Postrado en la cama, tras unos desgastadores minutos, intenté dejar mi mente en blanco. Sin embargo, notaba cómo el techo se oscurecía aún más. Cobraba forma, como una tormenta, como una nube de azúcar embadurnada en hollín. Ahora sí, era el momento de más pavor; si pensaba que todo estaba dicho y hecho, me iba a dar de bruces con la realidad. Esa nube que levitaba en mi cuarto, sobre mi propia cabeza, iba a descargar toda su furia para terminar de rematar a un pobre hombre malherido y somnoliento.

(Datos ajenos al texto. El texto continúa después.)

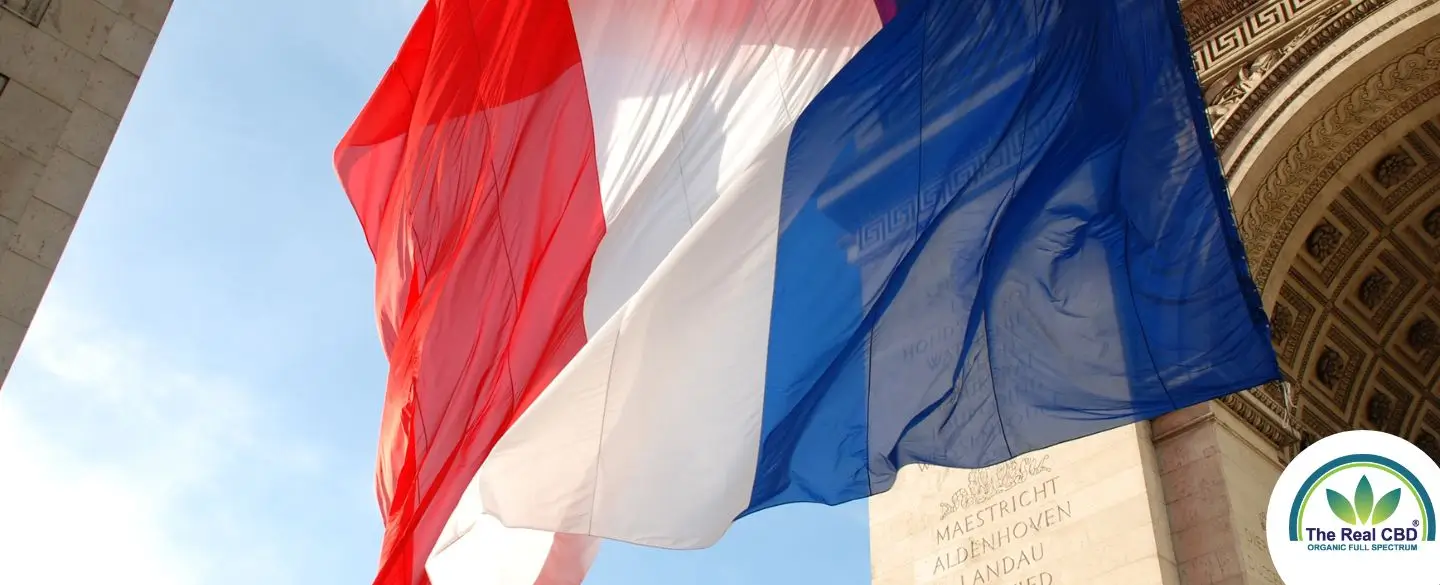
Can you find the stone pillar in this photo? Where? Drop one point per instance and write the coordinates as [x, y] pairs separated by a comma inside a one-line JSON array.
[[1085, 512], [66, 72], [1217, 474]]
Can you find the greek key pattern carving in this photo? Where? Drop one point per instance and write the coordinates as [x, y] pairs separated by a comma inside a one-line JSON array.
[[1305, 48], [1262, 22], [1203, 16]]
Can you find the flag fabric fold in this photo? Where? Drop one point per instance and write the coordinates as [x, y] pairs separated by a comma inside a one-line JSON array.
[[648, 267]]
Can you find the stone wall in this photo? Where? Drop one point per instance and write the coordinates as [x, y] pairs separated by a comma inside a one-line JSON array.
[[1085, 512], [66, 72]]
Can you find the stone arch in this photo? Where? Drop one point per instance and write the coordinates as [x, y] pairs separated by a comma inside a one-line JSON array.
[[1341, 123]]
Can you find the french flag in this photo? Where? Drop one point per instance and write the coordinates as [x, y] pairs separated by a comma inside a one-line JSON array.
[[644, 267]]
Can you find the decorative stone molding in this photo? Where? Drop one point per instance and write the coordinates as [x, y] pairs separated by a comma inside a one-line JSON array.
[[1260, 418], [1260, 25], [1204, 16], [1334, 139], [1305, 48]]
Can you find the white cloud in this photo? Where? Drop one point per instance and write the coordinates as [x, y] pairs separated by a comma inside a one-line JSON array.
[[110, 451]]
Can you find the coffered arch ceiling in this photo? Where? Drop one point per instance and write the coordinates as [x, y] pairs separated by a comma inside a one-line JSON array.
[[1331, 139]]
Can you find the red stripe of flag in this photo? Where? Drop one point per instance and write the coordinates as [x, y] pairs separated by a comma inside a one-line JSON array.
[[473, 173]]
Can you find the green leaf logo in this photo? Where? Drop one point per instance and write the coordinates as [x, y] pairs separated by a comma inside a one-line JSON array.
[[1365, 509], [1364, 500], [1341, 506], [1386, 506]]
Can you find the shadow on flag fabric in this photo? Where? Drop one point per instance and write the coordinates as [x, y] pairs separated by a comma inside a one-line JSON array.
[[648, 267]]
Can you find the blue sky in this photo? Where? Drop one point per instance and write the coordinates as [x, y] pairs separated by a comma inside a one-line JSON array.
[[199, 395]]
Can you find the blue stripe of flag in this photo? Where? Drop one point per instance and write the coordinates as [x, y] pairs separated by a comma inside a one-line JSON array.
[[1002, 228]]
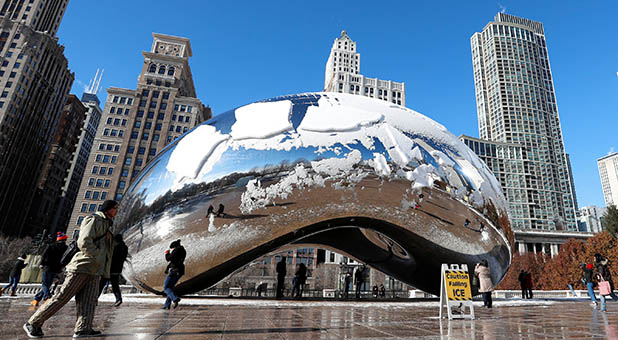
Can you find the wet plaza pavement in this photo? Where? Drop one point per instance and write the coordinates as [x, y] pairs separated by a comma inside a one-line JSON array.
[[218, 318]]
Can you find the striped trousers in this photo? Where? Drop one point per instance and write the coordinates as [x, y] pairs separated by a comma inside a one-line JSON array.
[[85, 288]]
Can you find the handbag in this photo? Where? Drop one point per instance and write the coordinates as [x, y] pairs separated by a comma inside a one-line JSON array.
[[604, 287]]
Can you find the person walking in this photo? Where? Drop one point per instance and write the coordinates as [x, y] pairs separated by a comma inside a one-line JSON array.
[[281, 271], [486, 286], [301, 279], [588, 269], [604, 274], [529, 284], [15, 275], [83, 274], [175, 269], [359, 279], [522, 283], [118, 257], [52, 268]]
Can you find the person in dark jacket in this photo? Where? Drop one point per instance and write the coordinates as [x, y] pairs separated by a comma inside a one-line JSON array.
[[522, 283], [359, 279], [281, 271], [15, 275], [50, 263], [175, 269], [301, 279], [588, 278], [119, 255]]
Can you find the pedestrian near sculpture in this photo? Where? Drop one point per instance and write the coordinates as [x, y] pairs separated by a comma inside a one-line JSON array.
[[15, 275], [281, 271], [588, 269], [51, 266], [486, 286], [83, 274], [119, 256], [175, 270]]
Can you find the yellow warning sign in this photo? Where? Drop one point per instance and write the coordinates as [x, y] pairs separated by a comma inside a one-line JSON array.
[[457, 285]]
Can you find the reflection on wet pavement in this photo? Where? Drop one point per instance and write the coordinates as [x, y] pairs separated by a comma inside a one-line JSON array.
[[141, 318]]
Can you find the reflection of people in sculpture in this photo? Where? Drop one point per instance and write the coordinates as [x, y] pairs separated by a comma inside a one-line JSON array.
[[175, 269], [346, 285], [301, 278], [359, 279], [220, 210], [281, 271]]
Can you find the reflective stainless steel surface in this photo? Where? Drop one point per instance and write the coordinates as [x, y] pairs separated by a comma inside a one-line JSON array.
[[373, 180]]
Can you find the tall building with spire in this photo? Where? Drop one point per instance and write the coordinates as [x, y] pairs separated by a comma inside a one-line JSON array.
[[138, 123], [516, 103], [34, 85], [343, 75]]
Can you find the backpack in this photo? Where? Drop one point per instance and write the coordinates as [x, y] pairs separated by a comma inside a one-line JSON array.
[[72, 249]]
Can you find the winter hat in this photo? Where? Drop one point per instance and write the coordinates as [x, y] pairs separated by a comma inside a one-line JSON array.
[[109, 204], [175, 244], [60, 236]]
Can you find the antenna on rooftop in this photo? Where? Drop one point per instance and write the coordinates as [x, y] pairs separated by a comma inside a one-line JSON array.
[[94, 84]]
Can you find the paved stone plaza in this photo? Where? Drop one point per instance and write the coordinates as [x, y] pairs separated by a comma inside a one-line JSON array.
[[217, 318]]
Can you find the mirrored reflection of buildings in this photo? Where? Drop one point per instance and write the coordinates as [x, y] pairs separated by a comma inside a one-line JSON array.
[[518, 114], [34, 83], [327, 269], [138, 123], [608, 171]]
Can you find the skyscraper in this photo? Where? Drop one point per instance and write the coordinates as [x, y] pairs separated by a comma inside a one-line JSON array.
[[136, 124], [34, 84], [516, 103], [343, 75], [608, 170]]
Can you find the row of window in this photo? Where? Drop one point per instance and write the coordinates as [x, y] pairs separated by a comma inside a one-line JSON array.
[[102, 170], [119, 110], [122, 100], [109, 147], [95, 195], [106, 159]]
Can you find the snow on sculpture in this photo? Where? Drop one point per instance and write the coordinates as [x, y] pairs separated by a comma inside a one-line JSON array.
[[376, 181]]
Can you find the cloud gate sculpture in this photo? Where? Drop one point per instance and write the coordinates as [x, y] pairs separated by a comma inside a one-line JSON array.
[[372, 180]]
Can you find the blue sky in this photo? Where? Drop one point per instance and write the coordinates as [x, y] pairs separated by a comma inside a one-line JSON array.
[[245, 51]]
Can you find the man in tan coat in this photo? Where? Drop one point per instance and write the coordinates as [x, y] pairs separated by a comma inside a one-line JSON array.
[[83, 273]]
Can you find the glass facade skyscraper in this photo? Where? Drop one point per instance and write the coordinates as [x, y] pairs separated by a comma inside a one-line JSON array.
[[516, 104]]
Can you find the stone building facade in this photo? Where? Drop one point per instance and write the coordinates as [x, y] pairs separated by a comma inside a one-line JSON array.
[[343, 75], [138, 123], [34, 84]]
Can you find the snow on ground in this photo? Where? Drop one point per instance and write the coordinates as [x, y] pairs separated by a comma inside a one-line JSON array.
[[214, 301]]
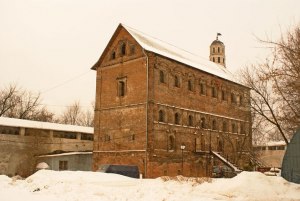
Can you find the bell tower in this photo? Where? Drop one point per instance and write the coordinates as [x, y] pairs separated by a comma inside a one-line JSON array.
[[217, 51]]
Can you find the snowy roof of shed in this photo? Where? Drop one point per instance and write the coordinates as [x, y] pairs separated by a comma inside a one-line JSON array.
[[170, 51], [4, 121]]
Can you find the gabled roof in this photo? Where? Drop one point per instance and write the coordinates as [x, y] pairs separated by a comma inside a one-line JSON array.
[[157, 46]]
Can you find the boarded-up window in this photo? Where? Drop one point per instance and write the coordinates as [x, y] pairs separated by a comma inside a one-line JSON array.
[[63, 165], [161, 116]]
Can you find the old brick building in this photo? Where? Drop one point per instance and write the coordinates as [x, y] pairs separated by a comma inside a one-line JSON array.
[[167, 110]]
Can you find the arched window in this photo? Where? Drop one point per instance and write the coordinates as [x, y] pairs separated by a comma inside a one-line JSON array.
[[113, 55], [132, 49], [225, 128], [171, 144], [123, 49], [233, 128], [223, 95], [243, 131], [203, 124], [122, 88], [233, 98], [161, 76], [161, 116], [202, 142], [177, 118], [190, 85], [176, 81], [214, 124], [241, 100], [220, 146], [190, 121], [202, 88]]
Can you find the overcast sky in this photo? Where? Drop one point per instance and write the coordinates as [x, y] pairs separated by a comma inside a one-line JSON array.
[[49, 46]]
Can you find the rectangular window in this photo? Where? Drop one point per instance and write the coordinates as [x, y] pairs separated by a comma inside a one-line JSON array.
[[122, 87], [224, 95], [214, 92], [202, 88], [63, 165]]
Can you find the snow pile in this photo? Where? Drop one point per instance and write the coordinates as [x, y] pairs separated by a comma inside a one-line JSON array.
[[253, 186], [50, 185]]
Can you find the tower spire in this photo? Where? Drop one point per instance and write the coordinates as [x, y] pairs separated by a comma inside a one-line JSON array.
[[217, 51]]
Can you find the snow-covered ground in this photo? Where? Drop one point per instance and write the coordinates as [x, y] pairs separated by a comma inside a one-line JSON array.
[[47, 185]]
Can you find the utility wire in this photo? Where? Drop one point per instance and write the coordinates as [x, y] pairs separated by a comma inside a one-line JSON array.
[[65, 82]]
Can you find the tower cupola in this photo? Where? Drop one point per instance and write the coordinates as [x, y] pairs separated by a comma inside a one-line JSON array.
[[217, 51]]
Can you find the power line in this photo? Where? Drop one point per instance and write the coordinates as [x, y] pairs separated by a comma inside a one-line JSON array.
[[65, 82]]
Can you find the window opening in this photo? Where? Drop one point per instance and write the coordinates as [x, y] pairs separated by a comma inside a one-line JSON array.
[[161, 116], [123, 49], [190, 120], [177, 118], [122, 88], [161, 76], [176, 81]]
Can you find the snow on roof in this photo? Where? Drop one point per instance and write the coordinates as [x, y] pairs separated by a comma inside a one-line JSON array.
[[276, 143], [65, 154], [271, 143], [4, 121], [162, 48]]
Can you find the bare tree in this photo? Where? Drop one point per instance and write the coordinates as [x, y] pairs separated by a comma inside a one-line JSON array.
[[74, 115], [275, 84], [8, 98], [22, 104]]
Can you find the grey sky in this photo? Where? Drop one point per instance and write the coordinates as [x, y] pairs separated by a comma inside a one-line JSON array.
[[48, 46]]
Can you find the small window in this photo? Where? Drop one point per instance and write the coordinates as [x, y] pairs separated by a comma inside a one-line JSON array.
[[220, 146], [233, 128], [203, 124], [107, 138], [202, 88], [121, 88], [161, 76], [176, 81], [190, 85], [63, 165], [190, 121], [214, 92], [241, 100], [202, 142], [177, 118], [243, 131], [131, 137], [223, 95], [225, 128], [214, 124], [233, 98], [123, 49], [171, 144], [161, 116], [113, 55], [132, 49]]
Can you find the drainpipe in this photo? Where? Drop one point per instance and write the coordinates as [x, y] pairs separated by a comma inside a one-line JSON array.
[[147, 100]]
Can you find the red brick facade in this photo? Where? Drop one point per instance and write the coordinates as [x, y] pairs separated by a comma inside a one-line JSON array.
[[148, 105]]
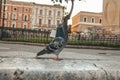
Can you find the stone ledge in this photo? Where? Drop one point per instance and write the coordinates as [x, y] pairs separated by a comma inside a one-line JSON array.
[[67, 46], [49, 69]]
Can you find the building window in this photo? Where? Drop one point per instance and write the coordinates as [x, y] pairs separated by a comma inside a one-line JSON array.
[[15, 9], [100, 21], [50, 12], [26, 10], [25, 26], [84, 19], [49, 22], [58, 22], [13, 25], [25, 18], [58, 14], [93, 20], [14, 17], [41, 12], [40, 22]]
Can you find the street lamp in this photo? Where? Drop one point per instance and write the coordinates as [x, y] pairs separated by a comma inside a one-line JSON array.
[[3, 19]]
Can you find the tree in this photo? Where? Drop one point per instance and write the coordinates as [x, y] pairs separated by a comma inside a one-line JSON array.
[[67, 17]]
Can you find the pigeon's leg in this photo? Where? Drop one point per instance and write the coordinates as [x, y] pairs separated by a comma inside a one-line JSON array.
[[57, 58]]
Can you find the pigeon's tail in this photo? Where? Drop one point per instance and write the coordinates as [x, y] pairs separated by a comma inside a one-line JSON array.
[[41, 52]]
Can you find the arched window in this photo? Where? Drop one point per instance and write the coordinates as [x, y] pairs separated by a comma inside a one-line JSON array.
[[84, 19]]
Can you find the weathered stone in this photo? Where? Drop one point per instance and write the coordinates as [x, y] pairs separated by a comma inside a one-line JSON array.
[[49, 69]]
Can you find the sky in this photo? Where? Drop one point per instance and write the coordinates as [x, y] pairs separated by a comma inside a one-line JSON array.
[[84, 5]]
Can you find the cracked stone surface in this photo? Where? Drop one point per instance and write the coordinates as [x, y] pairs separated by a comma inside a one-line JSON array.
[[79, 67], [75, 65]]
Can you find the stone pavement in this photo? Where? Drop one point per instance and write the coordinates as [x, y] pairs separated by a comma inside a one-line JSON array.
[[22, 65]]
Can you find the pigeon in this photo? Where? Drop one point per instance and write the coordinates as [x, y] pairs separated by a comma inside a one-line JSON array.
[[58, 44]]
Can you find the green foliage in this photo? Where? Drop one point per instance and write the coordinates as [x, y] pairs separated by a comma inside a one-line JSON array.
[[70, 42]]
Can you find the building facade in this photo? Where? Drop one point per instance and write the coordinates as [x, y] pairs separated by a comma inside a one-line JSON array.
[[17, 14], [31, 15], [46, 17], [83, 21], [111, 16]]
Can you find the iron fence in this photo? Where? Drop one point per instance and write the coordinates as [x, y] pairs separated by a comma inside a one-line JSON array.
[[38, 36]]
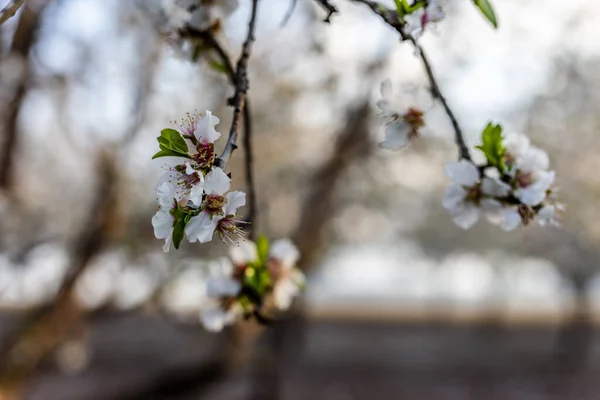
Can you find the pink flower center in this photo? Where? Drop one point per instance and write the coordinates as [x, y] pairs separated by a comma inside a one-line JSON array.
[[205, 156], [213, 204]]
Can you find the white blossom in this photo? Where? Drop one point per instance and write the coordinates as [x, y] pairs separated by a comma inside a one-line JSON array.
[[418, 20], [548, 215], [211, 13], [219, 209], [401, 123], [243, 253], [469, 194], [535, 192], [163, 220]]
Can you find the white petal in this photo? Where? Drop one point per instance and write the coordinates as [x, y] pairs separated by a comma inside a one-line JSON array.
[[188, 168], [235, 200], [534, 159], [165, 193], [495, 187], [463, 172], [386, 90], [455, 195], [466, 216], [168, 241], [511, 219], [214, 319], [222, 286], [201, 228], [547, 216], [396, 135], [286, 252], [205, 129], [216, 181], [196, 193], [162, 222], [243, 252], [535, 193]]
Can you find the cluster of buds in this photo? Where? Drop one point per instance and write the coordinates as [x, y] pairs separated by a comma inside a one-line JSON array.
[[402, 123], [193, 194], [513, 188], [255, 279]]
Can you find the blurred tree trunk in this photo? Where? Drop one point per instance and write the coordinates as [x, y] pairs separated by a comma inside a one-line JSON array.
[[22, 43], [352, 146], [48, 326]]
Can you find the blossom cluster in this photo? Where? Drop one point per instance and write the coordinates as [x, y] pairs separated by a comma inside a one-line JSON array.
[[256, 277], [513, 188], [403, 123], [193, 193]]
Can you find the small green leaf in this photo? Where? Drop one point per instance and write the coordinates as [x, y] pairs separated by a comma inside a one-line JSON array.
[[218, 66], [172, 140], [492, 147], [168, 153], [178, 232], [399, 8], [262, 248], [487, 10]]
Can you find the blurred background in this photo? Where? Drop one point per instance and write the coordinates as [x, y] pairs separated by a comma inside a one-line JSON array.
[[400, 303]]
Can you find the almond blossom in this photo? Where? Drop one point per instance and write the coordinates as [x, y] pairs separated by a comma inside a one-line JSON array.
[[402, 123], [163, 220], [469, 194], [218, 210]]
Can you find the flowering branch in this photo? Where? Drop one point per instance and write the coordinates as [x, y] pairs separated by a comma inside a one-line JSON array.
[[330, 8], [391, 18], [10, 10], [208, 38], [238, 101]]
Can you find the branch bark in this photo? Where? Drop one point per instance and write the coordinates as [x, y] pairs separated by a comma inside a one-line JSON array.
[[209, 39], [391, 18], [10, 10], [241, 88]]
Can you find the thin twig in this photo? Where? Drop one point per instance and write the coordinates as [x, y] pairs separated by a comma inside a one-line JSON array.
[[289, 13], [10, 10], [330, 8], [23, 40], [390, 17], [238, 101], [209, 39]]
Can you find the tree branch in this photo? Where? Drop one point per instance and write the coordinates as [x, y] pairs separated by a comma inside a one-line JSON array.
[[10, 10], [210, 40], [23, 40], [238, 101], [330, 8], [391, 18]]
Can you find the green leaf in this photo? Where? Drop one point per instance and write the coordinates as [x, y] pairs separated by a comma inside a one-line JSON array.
[[262, 248], [487, 10], [399, 8], [218, 66], [178, 232], [172, 140], [492, 147], [168, 153]]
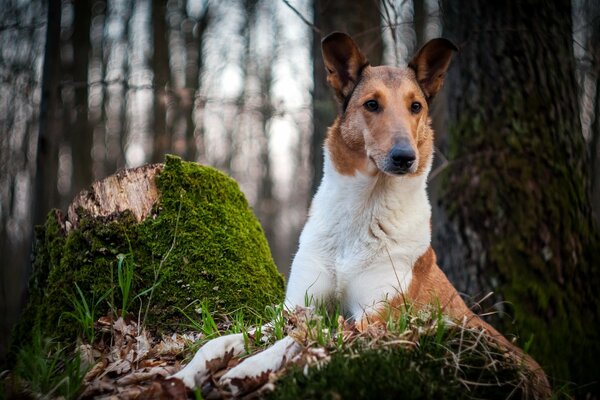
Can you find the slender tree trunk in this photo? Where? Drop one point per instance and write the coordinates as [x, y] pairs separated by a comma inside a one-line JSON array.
[[121, 145], [50, 132], [516, 216], [81, 134], [194, 37], [594, 45], [161, 69], [420, 22], [362, 20]]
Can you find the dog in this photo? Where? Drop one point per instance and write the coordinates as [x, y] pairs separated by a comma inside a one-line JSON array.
[[367, 242]]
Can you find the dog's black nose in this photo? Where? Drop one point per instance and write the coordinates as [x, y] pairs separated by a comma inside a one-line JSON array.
[[402, 157]]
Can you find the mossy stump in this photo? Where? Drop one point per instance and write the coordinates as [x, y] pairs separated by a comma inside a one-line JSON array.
[[186, 229]]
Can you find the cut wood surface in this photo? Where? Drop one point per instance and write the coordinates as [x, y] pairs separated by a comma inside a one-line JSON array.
[[131, 189]]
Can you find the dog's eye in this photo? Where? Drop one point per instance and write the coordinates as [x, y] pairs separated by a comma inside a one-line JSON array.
[[372, 105], [415, 107]]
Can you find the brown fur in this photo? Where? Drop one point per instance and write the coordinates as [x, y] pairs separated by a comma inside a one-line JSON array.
[[360, 141], [430, 285]]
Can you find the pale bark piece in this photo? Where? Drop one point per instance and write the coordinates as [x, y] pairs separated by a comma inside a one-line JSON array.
[[130, 189]]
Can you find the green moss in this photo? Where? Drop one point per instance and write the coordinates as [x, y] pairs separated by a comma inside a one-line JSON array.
[[513, 188], [201, 243], [434, 369]]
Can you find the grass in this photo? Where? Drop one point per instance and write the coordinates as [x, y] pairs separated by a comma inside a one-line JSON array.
[[84, 313], [45, 369], [416, 355]]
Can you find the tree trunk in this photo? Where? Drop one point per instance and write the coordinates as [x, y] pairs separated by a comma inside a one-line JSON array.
[[161, 69], [50, 132], [194, 38], [81, 134], [362, 20], [594, 46], [515, 216]]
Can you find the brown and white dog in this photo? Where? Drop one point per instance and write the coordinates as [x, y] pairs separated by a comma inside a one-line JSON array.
[[367, 242]]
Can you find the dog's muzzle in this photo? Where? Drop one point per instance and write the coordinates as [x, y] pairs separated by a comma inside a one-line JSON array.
[[401, 158]]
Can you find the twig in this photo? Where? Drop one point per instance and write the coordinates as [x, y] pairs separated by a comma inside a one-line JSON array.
[[157, 271]]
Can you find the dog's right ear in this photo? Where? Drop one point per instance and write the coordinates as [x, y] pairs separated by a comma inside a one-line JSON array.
[[344, 63]]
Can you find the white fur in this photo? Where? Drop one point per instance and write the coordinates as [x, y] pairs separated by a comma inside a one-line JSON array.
[[363, 235], [271, 359], [195, 373]]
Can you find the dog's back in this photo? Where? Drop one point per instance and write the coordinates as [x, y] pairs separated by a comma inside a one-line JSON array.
[[366, 244]]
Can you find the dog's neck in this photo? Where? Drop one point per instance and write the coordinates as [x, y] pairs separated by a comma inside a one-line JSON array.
[[383, 202]]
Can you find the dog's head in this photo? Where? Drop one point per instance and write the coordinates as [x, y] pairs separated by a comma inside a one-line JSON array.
[[384, 115]]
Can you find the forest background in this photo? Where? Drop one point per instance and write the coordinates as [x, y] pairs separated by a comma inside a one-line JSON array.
[[89, 87]]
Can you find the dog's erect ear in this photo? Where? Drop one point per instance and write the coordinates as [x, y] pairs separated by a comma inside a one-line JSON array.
[[430, 65], [344, 63]]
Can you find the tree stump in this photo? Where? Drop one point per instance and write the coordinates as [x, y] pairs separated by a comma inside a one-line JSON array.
[[185, 230]]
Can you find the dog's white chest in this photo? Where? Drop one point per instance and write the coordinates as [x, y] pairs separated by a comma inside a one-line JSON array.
[[360, 242]]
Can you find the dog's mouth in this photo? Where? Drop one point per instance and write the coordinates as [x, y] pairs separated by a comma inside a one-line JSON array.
[[395, 168]]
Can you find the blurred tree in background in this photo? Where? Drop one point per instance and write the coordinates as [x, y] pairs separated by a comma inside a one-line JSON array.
[[88, 87], [519, 217]]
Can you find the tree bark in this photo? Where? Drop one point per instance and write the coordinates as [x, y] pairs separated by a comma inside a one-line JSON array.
[[194, 37], [362, 20], [515, 215], [50, 132], [594, 46], [82, 134], [161, 69]]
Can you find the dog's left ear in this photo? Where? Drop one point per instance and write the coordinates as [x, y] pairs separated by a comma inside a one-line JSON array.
[[431, 63], [344, 63]]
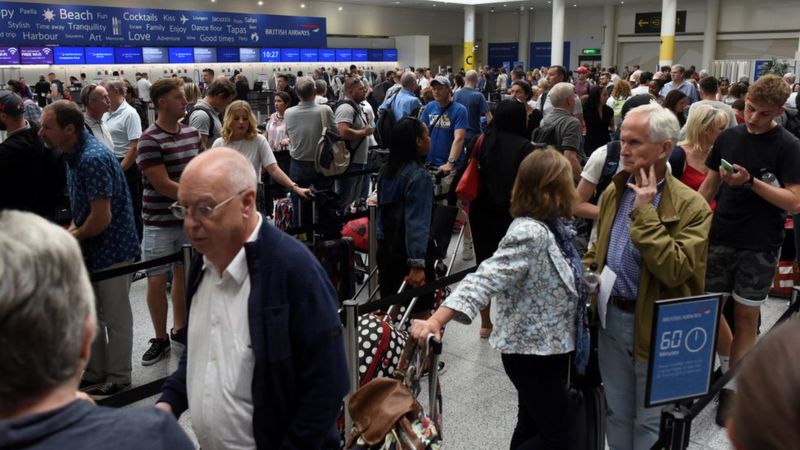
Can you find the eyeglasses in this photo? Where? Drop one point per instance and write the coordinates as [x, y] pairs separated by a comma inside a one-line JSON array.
[[201, 211]]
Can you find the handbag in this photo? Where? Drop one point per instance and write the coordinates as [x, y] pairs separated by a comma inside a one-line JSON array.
[[470, 183]]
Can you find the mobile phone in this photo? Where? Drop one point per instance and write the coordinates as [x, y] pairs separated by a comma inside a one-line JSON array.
[[726, 165]]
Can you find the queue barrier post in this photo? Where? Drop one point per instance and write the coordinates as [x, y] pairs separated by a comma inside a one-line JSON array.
[[372, 248], [351, 353]]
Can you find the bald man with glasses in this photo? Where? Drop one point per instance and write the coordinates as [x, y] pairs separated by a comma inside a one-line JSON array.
[[263, 325]]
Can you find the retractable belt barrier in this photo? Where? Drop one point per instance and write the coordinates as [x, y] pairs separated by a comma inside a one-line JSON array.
[[676, 420], [151, 388]]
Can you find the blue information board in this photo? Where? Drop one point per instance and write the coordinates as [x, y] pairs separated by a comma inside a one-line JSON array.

Mi respiración se aceleraba y parecía como si un redoble de tambor acompañase a esa masa oscura que se cernía sobre mí, cada vez más cerca. Los músculos tensados y una angustia en el pecho delataban la cercanía de la nube, acechándome. Ya está, era el momento. Cerré los ojos para no ver el último estacazo de aquel endemoniado ser y, de pronto, apareció de nuevo: mi gata. Me miraba atónita mientras se relamía, con cara de incredulidad. Se acercó sigilosa y, como si fuese el mismísimo Batman —el de verdad—, me salvó. Solo bastó un ronroneo y pegar su espalda en mi pecho para descubrir que la nube más oscura que había en mi habitación tan solo era la sombra de un camión parado en la esquina.